3. De voorzieningenrechter wijst het verzoek om een voorlopige voorziening af. Voor een proceskostenveroordeling of vergoeding van het griffierecht bestaat geen aanleiding.

Beslissing

De voorzieningenrechter wijst het verzoek om een voorlopige voorziening af.
Deze uitspraak is gedaan door mr. M.D. Gunster, voorzieningenrechter, in aanwezigheid van A.J. van Rossum, griffier.

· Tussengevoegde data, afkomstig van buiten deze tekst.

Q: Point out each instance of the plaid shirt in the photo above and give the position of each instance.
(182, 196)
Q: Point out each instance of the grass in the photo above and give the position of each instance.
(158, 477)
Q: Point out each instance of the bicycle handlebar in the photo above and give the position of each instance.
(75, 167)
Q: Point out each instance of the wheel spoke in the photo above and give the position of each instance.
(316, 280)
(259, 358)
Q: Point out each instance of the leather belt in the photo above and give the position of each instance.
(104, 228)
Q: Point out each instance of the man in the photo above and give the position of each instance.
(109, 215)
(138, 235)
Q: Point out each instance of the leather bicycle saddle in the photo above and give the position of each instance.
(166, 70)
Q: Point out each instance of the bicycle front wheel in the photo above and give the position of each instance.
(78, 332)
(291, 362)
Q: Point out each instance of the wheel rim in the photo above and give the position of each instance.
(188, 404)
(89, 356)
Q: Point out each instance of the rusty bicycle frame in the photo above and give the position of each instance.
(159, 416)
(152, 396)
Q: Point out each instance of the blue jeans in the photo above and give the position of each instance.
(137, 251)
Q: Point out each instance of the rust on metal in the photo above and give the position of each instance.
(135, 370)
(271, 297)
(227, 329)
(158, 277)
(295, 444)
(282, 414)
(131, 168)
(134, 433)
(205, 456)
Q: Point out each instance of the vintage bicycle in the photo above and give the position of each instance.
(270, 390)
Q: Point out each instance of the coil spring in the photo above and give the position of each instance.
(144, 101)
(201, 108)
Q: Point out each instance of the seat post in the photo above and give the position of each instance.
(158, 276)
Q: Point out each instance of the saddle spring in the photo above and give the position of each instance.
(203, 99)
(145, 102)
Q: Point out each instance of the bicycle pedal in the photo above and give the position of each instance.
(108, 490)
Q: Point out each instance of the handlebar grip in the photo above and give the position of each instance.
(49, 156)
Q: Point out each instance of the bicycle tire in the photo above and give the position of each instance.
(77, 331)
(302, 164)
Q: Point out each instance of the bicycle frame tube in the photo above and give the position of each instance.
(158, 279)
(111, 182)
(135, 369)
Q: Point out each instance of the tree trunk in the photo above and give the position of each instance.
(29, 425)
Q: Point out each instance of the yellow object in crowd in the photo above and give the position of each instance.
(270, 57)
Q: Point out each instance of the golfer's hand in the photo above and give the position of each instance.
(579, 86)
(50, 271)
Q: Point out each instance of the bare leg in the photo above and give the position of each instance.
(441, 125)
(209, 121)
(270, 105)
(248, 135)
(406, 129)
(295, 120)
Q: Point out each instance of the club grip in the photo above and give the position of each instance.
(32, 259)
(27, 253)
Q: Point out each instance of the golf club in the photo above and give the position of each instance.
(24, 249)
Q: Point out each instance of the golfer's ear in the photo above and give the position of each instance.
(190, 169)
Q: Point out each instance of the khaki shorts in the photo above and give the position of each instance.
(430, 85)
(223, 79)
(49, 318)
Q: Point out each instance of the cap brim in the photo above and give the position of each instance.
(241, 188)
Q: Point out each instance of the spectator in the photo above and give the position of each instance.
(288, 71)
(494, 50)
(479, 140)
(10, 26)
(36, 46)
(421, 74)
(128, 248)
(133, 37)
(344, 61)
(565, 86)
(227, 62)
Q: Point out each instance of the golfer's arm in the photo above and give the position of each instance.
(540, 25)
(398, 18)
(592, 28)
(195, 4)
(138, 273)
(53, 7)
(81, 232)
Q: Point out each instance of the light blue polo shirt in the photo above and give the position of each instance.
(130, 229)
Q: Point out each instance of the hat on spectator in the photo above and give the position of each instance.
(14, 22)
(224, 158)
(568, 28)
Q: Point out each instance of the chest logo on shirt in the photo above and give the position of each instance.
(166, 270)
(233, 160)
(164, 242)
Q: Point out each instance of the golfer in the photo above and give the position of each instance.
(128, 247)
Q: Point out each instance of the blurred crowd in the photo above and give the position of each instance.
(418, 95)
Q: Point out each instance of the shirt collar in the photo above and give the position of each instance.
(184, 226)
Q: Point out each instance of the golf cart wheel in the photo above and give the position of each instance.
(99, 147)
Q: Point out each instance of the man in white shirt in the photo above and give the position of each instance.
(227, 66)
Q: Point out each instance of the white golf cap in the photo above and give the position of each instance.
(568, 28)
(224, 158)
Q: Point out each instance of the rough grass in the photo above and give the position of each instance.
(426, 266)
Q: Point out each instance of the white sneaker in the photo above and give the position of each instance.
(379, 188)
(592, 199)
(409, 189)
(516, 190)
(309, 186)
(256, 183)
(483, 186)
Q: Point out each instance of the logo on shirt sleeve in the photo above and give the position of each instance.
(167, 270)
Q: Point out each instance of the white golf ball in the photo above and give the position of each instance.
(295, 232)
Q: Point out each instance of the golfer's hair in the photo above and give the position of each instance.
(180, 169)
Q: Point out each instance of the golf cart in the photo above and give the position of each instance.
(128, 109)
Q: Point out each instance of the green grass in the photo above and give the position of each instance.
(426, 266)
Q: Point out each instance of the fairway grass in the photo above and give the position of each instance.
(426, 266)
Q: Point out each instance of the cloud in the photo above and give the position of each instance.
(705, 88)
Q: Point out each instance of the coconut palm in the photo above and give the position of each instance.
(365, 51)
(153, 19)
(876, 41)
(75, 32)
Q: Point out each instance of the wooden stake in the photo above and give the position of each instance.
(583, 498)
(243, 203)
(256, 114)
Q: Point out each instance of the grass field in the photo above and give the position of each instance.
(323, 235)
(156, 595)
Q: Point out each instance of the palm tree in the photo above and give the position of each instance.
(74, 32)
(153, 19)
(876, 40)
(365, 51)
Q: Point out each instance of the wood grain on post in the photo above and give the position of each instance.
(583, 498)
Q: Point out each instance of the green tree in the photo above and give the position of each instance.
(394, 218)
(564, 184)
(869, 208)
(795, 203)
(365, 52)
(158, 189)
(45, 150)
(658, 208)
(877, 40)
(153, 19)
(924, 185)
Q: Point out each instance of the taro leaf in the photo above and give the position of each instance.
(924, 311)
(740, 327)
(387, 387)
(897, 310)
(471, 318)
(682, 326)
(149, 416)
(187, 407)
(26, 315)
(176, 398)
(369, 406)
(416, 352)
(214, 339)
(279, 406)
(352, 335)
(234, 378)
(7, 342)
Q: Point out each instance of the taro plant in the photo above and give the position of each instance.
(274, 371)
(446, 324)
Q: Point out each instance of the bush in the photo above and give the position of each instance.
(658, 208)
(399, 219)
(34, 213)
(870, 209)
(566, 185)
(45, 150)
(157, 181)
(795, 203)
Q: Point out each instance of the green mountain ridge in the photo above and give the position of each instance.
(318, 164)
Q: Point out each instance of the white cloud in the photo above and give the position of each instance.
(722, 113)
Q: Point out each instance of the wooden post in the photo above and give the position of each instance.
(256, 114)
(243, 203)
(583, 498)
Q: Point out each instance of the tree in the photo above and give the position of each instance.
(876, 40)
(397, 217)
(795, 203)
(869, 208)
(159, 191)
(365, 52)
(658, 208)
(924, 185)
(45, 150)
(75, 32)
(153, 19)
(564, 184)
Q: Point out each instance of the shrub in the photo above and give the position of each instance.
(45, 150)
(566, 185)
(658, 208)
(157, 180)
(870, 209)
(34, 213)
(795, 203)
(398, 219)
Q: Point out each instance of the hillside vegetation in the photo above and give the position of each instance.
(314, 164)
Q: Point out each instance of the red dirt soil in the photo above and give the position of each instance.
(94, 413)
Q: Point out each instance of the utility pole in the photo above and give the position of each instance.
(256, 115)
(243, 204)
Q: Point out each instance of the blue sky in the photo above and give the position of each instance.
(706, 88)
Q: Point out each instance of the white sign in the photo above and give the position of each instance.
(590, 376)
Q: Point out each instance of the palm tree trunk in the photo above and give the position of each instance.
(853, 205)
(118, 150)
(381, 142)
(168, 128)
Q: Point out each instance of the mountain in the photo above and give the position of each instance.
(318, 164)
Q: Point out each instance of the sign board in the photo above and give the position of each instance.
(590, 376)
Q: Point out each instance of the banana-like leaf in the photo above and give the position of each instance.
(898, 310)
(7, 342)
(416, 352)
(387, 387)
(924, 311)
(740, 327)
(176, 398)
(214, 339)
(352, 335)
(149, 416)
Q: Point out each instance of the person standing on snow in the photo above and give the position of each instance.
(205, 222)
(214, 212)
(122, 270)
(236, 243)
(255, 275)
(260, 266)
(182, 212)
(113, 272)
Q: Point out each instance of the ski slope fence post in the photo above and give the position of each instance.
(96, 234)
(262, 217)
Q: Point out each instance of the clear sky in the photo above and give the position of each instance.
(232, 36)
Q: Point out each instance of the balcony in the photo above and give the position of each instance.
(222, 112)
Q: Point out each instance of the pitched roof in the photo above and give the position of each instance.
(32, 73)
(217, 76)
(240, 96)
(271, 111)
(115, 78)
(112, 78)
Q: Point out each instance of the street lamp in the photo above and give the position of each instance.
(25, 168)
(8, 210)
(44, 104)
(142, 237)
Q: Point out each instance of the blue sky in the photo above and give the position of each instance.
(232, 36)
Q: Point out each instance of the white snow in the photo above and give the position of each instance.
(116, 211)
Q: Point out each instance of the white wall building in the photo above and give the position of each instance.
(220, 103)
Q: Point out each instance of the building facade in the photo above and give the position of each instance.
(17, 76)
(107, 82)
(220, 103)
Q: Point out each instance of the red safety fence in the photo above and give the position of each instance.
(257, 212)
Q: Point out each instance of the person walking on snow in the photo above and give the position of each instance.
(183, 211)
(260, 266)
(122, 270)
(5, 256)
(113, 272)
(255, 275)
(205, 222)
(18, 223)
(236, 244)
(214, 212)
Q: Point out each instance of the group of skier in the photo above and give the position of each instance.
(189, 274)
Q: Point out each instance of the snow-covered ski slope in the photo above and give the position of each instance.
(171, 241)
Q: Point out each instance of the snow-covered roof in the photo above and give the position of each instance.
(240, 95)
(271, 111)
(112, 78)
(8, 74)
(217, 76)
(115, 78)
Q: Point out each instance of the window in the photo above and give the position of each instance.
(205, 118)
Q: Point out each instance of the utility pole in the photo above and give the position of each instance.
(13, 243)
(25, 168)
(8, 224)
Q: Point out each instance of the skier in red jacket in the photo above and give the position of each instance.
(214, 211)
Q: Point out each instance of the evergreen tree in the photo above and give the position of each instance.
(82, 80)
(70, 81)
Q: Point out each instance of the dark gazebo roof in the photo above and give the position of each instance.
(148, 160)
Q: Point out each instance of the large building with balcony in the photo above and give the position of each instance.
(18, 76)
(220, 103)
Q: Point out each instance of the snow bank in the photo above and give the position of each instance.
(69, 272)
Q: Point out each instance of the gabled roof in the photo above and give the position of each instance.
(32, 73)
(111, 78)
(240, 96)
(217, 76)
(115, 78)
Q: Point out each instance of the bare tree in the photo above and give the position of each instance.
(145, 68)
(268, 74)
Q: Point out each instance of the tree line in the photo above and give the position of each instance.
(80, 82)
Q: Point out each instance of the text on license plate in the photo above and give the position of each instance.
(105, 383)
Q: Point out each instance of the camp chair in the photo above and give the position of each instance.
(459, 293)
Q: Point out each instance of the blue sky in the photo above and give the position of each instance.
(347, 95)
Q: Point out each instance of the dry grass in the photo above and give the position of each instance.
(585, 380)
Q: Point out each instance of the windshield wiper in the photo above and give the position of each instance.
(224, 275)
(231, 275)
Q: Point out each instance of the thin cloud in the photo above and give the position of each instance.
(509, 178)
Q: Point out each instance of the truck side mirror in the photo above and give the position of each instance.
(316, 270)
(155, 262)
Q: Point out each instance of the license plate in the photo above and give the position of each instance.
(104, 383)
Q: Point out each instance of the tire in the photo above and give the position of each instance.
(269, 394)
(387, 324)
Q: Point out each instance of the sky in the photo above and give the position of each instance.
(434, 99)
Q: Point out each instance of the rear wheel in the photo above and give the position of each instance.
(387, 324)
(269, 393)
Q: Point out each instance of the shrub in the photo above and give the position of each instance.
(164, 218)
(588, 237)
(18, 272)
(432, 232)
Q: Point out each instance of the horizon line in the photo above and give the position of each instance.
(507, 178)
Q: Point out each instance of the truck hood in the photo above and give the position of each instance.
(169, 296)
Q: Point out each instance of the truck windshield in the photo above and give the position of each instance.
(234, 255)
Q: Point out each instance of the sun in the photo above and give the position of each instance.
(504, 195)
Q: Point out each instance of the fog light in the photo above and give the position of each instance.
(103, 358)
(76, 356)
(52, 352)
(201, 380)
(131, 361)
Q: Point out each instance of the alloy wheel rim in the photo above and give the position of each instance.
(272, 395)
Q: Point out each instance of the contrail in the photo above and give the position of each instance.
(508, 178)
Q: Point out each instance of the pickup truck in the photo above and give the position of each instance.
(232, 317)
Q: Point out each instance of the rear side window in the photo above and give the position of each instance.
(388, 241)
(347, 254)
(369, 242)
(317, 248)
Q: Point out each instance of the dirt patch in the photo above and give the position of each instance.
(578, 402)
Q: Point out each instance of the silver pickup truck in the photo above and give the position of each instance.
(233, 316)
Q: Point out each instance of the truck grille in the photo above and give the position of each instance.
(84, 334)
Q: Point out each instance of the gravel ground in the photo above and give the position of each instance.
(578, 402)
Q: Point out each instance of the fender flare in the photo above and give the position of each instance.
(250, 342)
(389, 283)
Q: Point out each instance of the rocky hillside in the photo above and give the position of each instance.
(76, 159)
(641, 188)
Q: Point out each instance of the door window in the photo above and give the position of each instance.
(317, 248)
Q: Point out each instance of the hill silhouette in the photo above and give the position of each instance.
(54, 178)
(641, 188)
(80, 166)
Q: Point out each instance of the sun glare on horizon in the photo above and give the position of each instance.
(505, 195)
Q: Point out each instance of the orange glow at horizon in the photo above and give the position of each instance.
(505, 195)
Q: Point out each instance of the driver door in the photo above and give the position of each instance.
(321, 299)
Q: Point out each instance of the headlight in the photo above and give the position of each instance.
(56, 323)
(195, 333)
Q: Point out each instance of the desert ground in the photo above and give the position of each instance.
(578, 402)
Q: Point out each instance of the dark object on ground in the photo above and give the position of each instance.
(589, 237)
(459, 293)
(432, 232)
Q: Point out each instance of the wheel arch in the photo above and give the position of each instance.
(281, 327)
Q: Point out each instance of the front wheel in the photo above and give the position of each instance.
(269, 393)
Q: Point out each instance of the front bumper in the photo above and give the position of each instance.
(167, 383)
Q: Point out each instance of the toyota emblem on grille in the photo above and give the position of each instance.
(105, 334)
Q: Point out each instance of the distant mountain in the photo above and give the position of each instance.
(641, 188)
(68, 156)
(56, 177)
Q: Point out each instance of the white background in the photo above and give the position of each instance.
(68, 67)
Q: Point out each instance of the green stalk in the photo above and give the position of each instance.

De beslissing is in het openbaar uitgesproken op 8 juli 2024.
griffier voorzieningenrechter
Een afschrift van deze uitspraak verzonden aan partijen op:

Tegen deze uitspraak staat geen hoger beroep of verzet open

Voetnoten

1.Artikel 174, eerste en derde lid, van de Gemeentewet, artikel 2:79, eerste lid, van de Algemene plaatselijke verordening voor de gemeente Den Haag (APV)
2.Op 10 juni 2024 en 13 juni 2024
3.Uitspraak van de Afdeling bestuursrechtspraak van de Raad van State (de Afdeling) van 7 september 2022 (ECLI:NL:RVS:2022:2614), r.o. 11.2.